Hydrofoil boards (i.e., a hydrofoil attached to a watersports board) are becoming increasingly popular for watersports. The most common applications for hydrofoil boards are currently kitesurfing (also referred to as kiteboarding), windsurfing, and standup paddleboarding (“SUP”). Hydrofoil boards can be more attractive to watersport athletes than watersports boards alone (e.g., traditional SUP boards, surfboards, and windsurfing/kitesurfing boards) because they offer reduced drag and permit riders to achieve higher speeds and angles-of-attack upwind. Hydrofoil boards allow athletes to participate in water-based windsports with less wind, use smaller kites and sails, and travel farther and faster. Such boards have become popular on racing circuits, and could potentially displace traditional boards.
Though recent advances in technology have improved the performance of hydrofoil boards in watersports, existing hydrofoil designs often contain sharp and hard edges and are relatively heavy, expensive, and difficult to repair. Sharp and hard edges are a danger to riders because they can cause lacerations or other physical injury to the rider. This problem is compounded by the fact that many watersports that use a hydrofoil board also involve frequent crashes into the water. Heavy hydrofoil designs make transporting the board more difficult, increase the difficulty of learning to use the hydrofoil board, and reduce performance. Finally, existing designs involve integral components that make repair and replacement expensive and difficult. For example, damage to a single component of hydrofoils currently on the market often requires total replacement of the component or even replacement of the entire hydrofoil. Accordingly, there exists a need for improved hydrofoil assemblies.

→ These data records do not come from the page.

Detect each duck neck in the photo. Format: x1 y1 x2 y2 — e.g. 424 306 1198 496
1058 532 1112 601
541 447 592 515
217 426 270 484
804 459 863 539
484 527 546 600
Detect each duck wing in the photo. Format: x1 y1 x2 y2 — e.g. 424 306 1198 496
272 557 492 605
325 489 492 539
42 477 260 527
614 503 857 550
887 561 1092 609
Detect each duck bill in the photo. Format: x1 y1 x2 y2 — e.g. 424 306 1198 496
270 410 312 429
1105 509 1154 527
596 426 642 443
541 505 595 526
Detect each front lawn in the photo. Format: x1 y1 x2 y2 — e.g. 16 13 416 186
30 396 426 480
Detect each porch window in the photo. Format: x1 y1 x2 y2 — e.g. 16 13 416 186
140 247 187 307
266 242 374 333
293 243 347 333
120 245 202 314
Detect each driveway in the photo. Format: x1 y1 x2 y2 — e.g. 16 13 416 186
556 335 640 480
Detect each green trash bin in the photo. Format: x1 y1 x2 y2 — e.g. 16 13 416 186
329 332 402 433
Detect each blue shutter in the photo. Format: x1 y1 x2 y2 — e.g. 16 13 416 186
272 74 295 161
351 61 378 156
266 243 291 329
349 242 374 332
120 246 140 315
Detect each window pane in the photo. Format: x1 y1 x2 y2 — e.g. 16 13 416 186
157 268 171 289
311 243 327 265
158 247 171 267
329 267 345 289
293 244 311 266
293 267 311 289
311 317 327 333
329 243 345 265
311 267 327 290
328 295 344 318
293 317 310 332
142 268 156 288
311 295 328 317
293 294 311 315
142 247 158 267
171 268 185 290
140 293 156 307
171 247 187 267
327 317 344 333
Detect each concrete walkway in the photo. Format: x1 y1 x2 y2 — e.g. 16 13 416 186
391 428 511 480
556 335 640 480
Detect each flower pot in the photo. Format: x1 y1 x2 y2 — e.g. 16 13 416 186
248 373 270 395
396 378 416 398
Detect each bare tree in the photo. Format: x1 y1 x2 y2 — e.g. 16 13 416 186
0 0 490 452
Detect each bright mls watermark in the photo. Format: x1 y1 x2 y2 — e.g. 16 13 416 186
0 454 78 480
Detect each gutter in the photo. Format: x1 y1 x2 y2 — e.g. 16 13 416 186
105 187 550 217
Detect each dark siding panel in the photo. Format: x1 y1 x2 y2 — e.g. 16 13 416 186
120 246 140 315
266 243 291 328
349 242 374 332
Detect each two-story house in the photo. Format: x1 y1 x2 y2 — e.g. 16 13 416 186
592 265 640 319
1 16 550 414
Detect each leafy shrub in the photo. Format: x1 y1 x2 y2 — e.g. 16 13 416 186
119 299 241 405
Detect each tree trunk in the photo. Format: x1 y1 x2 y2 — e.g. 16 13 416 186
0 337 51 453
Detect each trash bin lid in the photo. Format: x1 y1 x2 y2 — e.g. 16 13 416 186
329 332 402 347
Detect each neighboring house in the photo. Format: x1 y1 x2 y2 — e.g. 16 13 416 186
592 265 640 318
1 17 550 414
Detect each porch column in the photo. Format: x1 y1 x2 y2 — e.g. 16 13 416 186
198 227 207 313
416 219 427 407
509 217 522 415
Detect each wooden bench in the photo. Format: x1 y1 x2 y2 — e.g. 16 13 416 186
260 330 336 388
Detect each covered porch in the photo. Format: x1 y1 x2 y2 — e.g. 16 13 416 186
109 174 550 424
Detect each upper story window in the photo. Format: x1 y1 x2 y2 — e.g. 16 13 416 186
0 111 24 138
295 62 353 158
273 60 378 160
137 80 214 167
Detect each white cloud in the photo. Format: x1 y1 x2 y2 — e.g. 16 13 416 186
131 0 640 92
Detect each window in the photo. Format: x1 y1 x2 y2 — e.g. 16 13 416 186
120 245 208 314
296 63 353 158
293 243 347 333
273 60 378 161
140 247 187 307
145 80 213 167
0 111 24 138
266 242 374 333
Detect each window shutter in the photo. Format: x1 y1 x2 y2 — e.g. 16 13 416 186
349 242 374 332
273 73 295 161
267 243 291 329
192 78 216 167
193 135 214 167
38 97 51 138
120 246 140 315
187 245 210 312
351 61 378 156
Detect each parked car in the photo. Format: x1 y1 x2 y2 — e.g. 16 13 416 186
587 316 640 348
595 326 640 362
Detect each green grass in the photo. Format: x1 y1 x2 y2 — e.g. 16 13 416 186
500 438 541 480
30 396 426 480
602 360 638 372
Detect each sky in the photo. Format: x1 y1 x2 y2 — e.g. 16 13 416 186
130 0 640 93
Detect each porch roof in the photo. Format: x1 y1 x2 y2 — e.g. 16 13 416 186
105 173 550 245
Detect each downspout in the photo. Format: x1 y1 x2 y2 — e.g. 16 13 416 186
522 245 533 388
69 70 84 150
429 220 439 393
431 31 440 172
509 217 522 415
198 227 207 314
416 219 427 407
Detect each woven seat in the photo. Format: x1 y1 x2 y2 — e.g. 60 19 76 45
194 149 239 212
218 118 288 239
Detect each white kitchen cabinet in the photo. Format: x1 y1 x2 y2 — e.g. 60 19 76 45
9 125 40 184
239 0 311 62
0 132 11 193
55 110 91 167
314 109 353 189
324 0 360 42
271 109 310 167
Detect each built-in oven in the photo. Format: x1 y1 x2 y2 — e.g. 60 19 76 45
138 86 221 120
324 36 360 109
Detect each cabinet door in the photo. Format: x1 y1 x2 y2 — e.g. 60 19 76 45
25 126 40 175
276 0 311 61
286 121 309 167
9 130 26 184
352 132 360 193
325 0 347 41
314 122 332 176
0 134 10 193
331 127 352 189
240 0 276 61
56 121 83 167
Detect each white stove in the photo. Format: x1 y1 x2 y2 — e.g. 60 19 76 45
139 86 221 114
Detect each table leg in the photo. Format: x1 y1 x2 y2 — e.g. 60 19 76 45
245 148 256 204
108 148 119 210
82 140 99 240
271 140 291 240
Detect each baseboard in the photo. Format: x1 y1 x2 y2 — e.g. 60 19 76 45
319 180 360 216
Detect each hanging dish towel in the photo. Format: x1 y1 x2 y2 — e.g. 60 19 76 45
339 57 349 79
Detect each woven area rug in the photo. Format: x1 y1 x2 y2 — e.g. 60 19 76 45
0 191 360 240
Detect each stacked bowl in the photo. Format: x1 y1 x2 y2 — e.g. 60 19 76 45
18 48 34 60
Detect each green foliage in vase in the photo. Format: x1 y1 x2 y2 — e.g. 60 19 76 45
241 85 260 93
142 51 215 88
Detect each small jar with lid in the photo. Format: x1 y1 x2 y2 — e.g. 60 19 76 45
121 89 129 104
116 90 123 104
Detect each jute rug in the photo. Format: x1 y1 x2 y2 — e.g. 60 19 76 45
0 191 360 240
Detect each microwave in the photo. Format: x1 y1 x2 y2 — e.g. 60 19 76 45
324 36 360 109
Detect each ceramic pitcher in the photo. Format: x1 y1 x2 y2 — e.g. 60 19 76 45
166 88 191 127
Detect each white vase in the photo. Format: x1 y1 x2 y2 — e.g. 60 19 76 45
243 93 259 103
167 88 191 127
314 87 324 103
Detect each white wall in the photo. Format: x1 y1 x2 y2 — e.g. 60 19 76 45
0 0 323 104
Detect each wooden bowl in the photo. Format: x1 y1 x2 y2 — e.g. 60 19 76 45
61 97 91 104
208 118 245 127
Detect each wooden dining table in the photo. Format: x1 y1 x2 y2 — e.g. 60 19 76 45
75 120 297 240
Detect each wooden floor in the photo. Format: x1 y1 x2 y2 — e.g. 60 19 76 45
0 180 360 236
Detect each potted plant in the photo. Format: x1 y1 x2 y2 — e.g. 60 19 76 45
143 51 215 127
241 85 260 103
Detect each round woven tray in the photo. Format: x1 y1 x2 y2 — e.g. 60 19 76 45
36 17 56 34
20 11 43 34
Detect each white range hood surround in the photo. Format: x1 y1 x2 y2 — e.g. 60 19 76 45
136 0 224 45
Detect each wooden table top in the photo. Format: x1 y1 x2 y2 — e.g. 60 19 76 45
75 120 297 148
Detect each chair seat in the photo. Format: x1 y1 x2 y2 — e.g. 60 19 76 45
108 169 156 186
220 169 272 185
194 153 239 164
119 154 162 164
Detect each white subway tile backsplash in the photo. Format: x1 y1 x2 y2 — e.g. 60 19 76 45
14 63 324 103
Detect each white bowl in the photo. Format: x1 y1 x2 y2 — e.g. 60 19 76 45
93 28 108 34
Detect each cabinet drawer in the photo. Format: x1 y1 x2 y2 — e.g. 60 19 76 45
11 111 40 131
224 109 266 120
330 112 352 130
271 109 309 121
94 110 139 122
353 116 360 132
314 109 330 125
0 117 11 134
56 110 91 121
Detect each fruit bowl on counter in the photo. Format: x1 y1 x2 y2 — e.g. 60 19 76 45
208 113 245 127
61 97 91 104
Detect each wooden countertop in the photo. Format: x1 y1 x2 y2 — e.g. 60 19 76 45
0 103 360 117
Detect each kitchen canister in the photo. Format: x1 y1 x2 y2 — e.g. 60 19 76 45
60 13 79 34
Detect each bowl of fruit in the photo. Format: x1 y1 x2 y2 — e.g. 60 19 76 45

FIGS. 1A-1D are cross-sectional end views of different prior-art designs for a hydrofoil mast (labeled individually as 10a-d), each having a hydrodynamic profile with a leading edge 18 and a trailing edge 16. Mast 10a (FIG. 1A) is formed of a single piece of composite material molded into the desired shape of the mast. Unlike masts 10b-d, mast 10a does not contain any hollow regions. Using a composite material is beneficial because composite materials have high strength-to-weight and stiffness-to-weight ratios. However, current methods for manufacturing composite materials with hollow sections are complex and expensive. Thus, current composite designs either employ a solid design and do not include hollow regions to reduce weight, or require complicated and expensive manufacturing techniques to form a single hollow region (e.g., closed-mold tooling). Masts 10b-d (FIGS. 1B-1D) are made of a single piece of extruded aluminum and thus avoid the aforementioned design constraints of composite materials. For example, masts 10b-d include various hollow regions 17 which reduce the weight of the respective mast (as compared to a solid piece of aluminum having the same cross-sectional area). To compensate for the loss of structural support created by the hollow regions 17, masts 10b-d are extruded to include spars 11 and/or rounded support sections 13 spanning or extending into one or more of the hollow regions 17. For example, FIG. 1B shows an extruded aluminum design including a single support spar 11 and two hollow regions 17. FIG. 1C shows an extruded aluminum design including first and second rounded support sections 13a and 13b and first and second spars 11a and 11b. FIG. 1D shows an extruded aluminum design including first and second rounded support sections 13a and 13b.